Extending Context Window of Large Language Models via Positional Interpolation

AI-generated keywords: Position Interpolation RoPE-based Pretrained LLMs Context Window Sizes Passkey Retrieval Language Modeling

AI-generated Key Points

  • Position Interpolation (PI) is a novel method that extends the context window sizes of RoPE-based pretrained LLMs.
  • PI allows for up to 32768 context window size with minimal fine-tuning and has shown strong empirical results on various tasks requiring long context.
  • PI works by linearly down-scaling the input position indices to match the original context window size instead of extrapolating beyond the trained length.
  • Theoretical analysis supports interpolation as a more stable alternative to extrapolation.
  • PI retains the original architecture of models and can reuse existing optimization and infrastructure.
  • Experiments on long document summarization using GovReport dataset show competitive ROUGE scores compared to other baselines.
  • PI complements retrieval-augmented LLMs by allowing more documents to be included in the input without modifying the attention mechanism or model architecture.
Also access our AI generated: Comprehensive summary, Lay summary, Blog-like article; or ask questions about this paper to our AI assistant.
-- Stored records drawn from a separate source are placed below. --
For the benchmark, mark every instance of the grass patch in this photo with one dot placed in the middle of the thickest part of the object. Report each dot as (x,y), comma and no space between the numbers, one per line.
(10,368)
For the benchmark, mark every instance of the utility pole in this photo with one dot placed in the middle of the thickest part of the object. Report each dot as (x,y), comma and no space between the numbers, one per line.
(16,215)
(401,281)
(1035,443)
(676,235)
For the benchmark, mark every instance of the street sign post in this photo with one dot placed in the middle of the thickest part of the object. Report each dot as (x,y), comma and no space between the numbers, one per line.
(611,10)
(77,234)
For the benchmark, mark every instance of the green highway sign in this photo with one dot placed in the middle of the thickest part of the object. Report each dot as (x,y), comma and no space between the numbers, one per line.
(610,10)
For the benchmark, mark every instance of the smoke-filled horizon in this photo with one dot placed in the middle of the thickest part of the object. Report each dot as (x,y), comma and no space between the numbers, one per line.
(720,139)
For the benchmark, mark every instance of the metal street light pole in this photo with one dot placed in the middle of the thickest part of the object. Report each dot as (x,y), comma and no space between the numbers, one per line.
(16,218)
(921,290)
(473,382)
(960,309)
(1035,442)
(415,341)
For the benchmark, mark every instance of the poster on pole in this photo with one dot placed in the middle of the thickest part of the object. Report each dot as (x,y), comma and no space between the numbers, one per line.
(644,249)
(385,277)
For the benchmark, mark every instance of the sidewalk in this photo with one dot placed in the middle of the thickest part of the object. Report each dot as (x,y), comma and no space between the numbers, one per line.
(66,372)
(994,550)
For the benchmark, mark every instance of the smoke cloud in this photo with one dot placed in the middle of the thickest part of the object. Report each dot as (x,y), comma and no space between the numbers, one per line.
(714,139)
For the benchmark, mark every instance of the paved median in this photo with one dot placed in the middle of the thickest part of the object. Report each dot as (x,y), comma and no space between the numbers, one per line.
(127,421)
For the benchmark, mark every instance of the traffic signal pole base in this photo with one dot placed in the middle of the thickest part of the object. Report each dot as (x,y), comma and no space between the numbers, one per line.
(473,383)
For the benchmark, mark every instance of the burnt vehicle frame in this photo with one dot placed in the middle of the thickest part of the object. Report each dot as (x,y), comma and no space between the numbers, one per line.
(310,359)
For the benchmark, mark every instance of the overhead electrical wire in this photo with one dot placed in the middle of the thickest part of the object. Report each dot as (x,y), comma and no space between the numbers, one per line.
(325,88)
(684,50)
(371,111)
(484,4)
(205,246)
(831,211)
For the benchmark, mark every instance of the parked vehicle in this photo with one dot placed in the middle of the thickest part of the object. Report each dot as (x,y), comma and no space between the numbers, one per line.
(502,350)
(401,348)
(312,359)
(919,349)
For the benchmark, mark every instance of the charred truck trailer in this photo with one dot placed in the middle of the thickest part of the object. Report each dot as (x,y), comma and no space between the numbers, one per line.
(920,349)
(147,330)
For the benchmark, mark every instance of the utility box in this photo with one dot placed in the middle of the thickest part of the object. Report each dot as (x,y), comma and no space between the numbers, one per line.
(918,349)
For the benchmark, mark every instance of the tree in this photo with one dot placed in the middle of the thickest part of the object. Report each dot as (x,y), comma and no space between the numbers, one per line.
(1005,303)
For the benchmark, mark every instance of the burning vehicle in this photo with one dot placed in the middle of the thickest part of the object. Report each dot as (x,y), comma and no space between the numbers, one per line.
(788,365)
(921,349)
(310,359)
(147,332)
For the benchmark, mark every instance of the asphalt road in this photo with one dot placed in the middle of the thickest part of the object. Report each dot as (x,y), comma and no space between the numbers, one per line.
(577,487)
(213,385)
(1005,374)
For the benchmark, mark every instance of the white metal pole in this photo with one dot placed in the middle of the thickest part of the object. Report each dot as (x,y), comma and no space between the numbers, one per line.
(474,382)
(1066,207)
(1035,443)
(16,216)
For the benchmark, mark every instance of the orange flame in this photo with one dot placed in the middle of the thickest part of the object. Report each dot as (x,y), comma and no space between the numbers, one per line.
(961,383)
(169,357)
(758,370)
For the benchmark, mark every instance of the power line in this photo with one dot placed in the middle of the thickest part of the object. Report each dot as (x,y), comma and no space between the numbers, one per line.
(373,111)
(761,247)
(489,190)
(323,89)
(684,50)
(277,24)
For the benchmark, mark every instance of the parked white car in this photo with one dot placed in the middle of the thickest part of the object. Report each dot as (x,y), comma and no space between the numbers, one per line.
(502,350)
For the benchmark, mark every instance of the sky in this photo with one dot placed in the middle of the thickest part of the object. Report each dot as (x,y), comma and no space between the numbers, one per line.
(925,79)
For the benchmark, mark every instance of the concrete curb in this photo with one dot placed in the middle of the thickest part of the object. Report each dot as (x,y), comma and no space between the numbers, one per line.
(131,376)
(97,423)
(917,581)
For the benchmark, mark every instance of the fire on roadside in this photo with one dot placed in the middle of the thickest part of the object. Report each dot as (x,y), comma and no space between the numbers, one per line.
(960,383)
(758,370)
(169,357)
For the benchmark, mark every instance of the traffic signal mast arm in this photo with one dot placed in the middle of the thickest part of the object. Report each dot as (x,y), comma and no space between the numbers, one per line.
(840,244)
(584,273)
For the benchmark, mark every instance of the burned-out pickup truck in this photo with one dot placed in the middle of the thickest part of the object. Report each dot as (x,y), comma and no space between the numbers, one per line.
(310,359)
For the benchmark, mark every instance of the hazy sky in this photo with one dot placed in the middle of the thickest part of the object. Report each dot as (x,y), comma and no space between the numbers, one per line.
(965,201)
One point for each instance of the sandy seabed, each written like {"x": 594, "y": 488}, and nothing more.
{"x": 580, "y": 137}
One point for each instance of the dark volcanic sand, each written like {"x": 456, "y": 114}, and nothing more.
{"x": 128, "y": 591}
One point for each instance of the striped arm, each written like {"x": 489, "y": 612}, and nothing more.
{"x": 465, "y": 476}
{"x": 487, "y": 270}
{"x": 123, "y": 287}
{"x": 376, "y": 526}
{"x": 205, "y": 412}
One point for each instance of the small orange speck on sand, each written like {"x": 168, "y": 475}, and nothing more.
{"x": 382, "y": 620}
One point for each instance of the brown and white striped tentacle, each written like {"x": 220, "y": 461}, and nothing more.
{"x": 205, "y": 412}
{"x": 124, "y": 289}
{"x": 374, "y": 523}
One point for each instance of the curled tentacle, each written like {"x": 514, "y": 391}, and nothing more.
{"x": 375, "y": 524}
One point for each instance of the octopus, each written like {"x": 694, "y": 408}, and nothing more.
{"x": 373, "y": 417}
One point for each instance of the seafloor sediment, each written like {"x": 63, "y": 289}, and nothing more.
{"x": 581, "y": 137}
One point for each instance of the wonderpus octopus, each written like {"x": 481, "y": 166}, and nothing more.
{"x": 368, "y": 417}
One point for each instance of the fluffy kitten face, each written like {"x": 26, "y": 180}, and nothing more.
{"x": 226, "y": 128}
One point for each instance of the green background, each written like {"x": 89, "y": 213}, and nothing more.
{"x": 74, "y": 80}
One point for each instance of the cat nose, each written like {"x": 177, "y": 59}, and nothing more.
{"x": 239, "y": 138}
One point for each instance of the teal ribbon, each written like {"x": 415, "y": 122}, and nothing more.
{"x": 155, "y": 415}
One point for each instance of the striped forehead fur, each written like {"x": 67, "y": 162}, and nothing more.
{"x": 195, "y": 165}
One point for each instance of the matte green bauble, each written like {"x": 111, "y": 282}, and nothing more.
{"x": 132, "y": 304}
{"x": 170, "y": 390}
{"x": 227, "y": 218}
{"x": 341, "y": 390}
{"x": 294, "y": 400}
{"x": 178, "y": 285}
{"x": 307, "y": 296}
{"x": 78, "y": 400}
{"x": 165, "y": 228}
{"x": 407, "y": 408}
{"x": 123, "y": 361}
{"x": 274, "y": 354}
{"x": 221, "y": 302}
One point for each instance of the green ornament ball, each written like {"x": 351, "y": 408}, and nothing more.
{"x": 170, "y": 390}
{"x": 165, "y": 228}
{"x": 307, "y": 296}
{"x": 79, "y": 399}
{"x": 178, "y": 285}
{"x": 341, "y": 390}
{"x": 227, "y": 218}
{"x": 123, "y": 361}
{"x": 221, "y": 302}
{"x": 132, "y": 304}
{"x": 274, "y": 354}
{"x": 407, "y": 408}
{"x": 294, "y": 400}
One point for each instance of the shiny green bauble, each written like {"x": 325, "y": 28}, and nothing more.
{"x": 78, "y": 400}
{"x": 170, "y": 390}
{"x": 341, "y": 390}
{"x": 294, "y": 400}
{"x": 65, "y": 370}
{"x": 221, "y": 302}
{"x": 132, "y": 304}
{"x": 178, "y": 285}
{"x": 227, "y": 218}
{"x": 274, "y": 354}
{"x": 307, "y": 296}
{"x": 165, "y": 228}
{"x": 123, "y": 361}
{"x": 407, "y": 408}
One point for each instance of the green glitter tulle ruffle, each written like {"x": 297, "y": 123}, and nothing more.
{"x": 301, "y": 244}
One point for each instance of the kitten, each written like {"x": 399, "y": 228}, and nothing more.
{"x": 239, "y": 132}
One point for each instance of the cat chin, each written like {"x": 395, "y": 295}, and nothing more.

Authors: Shouyuan Chen, Sherman Wong, Liangjian Chen, Yuandong Tian

License: CC BY 4.0

Abstract: We present Position Interpolation (PI) that extends the context window sizes of RoPE-based pretrained LLMs such as LLaMA models to up to 32768 with minimal fine-tuning (within 1000 steps), while demonstrating strong empirical results on various tasks that require long context, including passkey retrieval, language modeling, and long document summarization from LLaMA 7B to 65B. Meanwhile, the extended model by Position Interpolation preserve quality relatively well on tasks within its original context window. To achieve this goal, Position Interpolation linearly down-scales the input position indices to match the original context window size, rather than extrapolating beyond the trained context length which may lead to catastrophically high attention scores that completely ruin the self-attention mechanism. Our theoretical study shows that the upper bound of interpolation is at least $\sim 600 \times$ smaller than that of extrapolation, further demonstrating its stability. Models extended via Position Interpolation retain its original architecture and can reuse most pre-existing optimization and infrastructure.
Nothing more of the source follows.